Catastrophe
Frank James (January 10, 1843–February 18, 1915) is believed to have personally killed at least seventeen men. On August 21, 1863, he set out with William Clark Quantrill to demolish Lawrence, Kansas. The raiders massacred 200 unarmed civilians. Bloody Bill Anderson’s bushwhackers stopped the train at Centralia, Missouri on September 27, 1864. Frank and Jesse helped slaughter and scalp twenty-four unarmed Union Soldiers on leave. With all the blood on his hands, you’d think Frank would be hated. So how did he become a folk hero?
He suffered. Yes, he was wounded in the Civil War.

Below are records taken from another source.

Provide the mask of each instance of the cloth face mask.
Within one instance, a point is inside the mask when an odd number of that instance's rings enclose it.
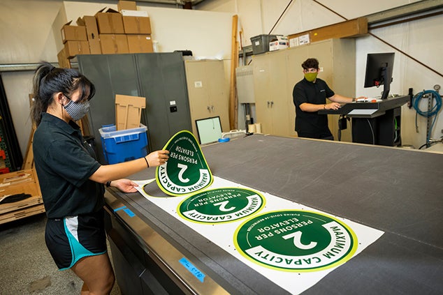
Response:
[[[84,103],[74,103],[70,100],[69,103],[64,106],[64,109],[73,120],[78,121],[83,118],[86,113],[89,111],[89,101],[86,100]]]
[[[317,73],[306,73],[305,78],[309,82],[314,82],[317,79]]]

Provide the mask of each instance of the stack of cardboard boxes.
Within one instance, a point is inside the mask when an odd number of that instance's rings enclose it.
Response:
[[[78,54],[152,52],[151,24],[146,11],[137,10],[135,1],[119,1],[118,11],[106,8],[94,16],[77,20],[78,26],[61,28],[64,48],[57,54],[59,65],[71,68]]]

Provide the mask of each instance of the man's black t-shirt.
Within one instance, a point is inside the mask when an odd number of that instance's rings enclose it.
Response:
[[[321,79],[317,78],[314,83],[306,79],[298,82],[292,92],[296,106],[296,131],[313,135],[331,134],[328,127],[328,115],[319,114],[317,112],[303,112],[300,109],[300,105],[304,103],[324,105],[326,98],[334,94],[334,91]]]

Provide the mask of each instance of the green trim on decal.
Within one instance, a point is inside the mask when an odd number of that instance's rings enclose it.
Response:
[[[239,253],[262,266],[313,272],[349,260],[358,245],[349,226],[333,216],[305,210],[277,210],[254,215],[234,233]]]
[[[177,213],[196,223],[215,225],[245,219],[266,204],[260,192],[245,188],[217,188],[193,194],[180,202]]]
[[[187,195],[212,183],[214,179],[208,162],[191,132],[177,132],[164,149],[169,151],[169,160],[155,170],[156,181],[164,192],[173,196]]]

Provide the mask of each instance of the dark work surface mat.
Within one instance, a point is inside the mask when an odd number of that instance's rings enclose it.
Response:
[[[385,232],[305,294],[443,290],[443,155],[258,135],[202,149],[215,176]],[[140,194],[118,195],[228,292],[286,293]]]

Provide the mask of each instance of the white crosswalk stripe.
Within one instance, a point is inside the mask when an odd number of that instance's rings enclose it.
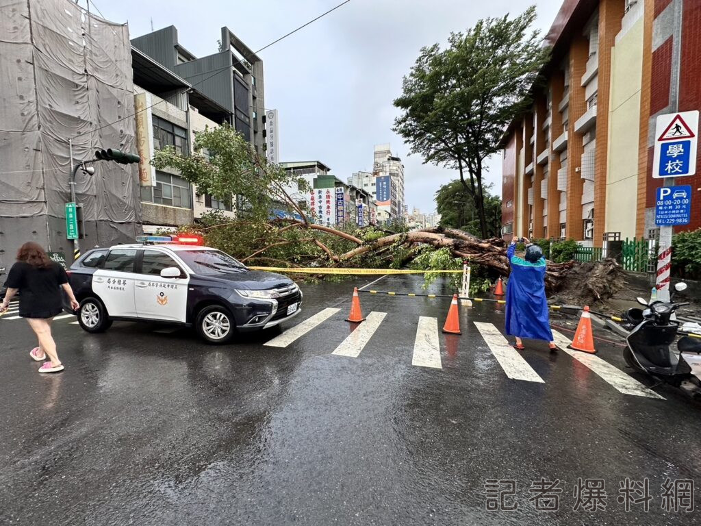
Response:
[[[438,320],[435,318],[418,317],[411,365],[436,369],[443,368],[440,360],[440,346],[438,343]]]
[[[479,331],[484,342],[489,346],[494,358],[504,370],[506,376],[514,380],[525,382],[536,382],[544,384],[543,379],[538,376],[523,356],[512,347],[506,338],[502,335],[494,323],[484,323],[479,321],[473,322]]]
[[[557,330],[552,331],[552,337],[557,345],[572,358],[580,363],[591,369],[594,372],[601,377],[606,382],[612,385],[618,391],[623,394],[634,395],[635,396],[647,396],[650,398],[665,398],[654,391],[648,389],[639,382],[636,381],[631,377],[626,375],[620,369],[611,365],[605,360],[602,360],[599,356],[589,353],[583,353],[581,351],[573,351],[567,349],[567,346],[572,343],[572,340],[564,336]]]
[[[386,316],[386,312],[371,312],[365,321],[356,327],[332,354],[358,358]]]
[[[301,323],[291,327],[280,336],[273,338],[273,339],[264,344],[264,345],[268,347],[287,347],[292,342],[301,337],[340,310],[340,309],[325,309],[323,311],[318,312],[314,316],[308,318]]]
[[[75,318],[75,317],[76,317],[75,314],[62,314],[60,316],[54,316],[53,320],[54,321],[55,321],[56,320],[64,320],[67,318]]]

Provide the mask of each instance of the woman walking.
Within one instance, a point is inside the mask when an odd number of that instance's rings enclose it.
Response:
[[[48,358],[39,372],[58,372],[64,369],[56,353],[56,344],[51,336],[51,322],[60,314],[61,289],[71,301],[71,308],[80,306],[68,284],[68,276],[58,263],[51,261],[43,249],[36,243],[25,243],[17,252],[17,262],[7,276],[7,292],[0,303],[0,313],[7,310],[12,298],[20,292],[20,316],[26,318],[39,339],[39,345],[29,351],[37,362]]]

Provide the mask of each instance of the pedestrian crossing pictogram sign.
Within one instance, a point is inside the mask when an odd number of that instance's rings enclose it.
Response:
[[[655,130],[653,177],[679,177],[696,173],[699,112],[660,115]]]

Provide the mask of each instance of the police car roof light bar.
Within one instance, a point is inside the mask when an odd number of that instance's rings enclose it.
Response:
[[[170,236],[137,236],[137,243],[142,243],[144,245],[154,244],[155,243],[172,243],[173,239]]]
[[[180,245],[201,245],[202,236],[193,234],[185,234],[182,235],[173,236],[173,243]]]

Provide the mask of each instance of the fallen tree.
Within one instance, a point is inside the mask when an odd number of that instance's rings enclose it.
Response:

Who wasn’t? The true telling point was injustice. When authorities couldn’t locate Frank, they punished his family. Union soldiers made demands of the James boys’ formidable, nearly-six-foot-tall mother. Embattled Zerelda James Samuel told them nothing, not even when they tortured and hanged her third husband. Dr. Samuel survived, but that was not the end of atrocities against Frank’s family.
Yes, the James boys hated Yankees. They hated banks because the war left farmers too strapped to pay their bills. Many lost their land. They hated trains because railroads rode into Missouri on iron rails of greed and corruption. The Missouri Kansas, Texas railroad charged farmers more to ship their wheat to market than the wheat was worth.
Chasing reward money on January 26, 1875, Pinkerton detectives sneaked up to Frank’s mother’s home. A flare lamp tossed through a window killed Frank’s nine-year-old half brother Archie. The blast shattered Zerelda’s right arm which had to be amputated.